LIKE THE BUILDERS, the diplomats, city officials, artists and historians began running around planning something. But what? As one friend put it, "what exactly are we supposed to celebrate?" Then someone had a brainwave. Sarajevo could be a European Capital of Culture for 2014. Friends were called in to lobby on its behalf. At the end of an interview with a senior European official, I said I just wanted to raise something else. He clapped his hand to his forehead. "Not you as well! We have already told them a thousand times it can't be done." Not being an EU member, Bosnia was ineligible for this coveted title and besides, when the Bosnians came up with the idea, it was already far too late for next year. 

But in the end all was not lost. A momentum had built up, and now, with French help in particular, all sorts of events are going to be held to commemorate what happened here, which is why the builders are too busy to bother with us. They are in a rush because on June 28th 2014, in a nice touch, the Vienna Philharmonic will give a concert at the Vijecnica to mark its official reopening. It will also host an exhibition about the period. Roland Gilles, the French ambassador and a cycling enthusiast, tells me that the Tour de France of 1914 began on the day of the assassination. So this year he has fixed it for former champions, including Eddy Merckx, to come and race round Sarajevo and then lead a massive procession of yellow-jerseyed cyclists from the now-Serbian east of town to the now largely Bosniak centre. The event, like the concert, will be televised. "The whole world will see Sarajevo," Gilles says. "The idea is a message of peace and reconciliation which can come from here." Sarajevo is remembered for 1914 and the 1990s war, so now "the idea is to look ahead."

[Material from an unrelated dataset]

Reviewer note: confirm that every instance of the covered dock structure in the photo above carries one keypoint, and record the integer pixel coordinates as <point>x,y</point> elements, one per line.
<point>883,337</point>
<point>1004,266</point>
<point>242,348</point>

Yet within Bosnia, anything to do with Franz Ferdinand's assassination can be politicised, linked and related to both the second world war here and the war of the 1990s. When I meet Amra Madzarevic, the director of Sarajevo's museums, she talks about how Princip, his group and their sponsors in Serbia, "had similar ideas to Radovan Karadzic [the wartime leader of the Bosnian Serbs] and Slobodan Milosevic [then president of Serbia] who wanted to have a Greater Serbia". Karadzic is on trial for genocide and war crimes in The Hague now, and Milosevic died during his trial there in 2006. Still, Madzarevic wants to use the anniversary to change minds. "To show that we are known for other, good things, to prove we are not nationalistic. Some people in Europe have a very wrong picture of us. We don't want to interpret history, just to show it happened."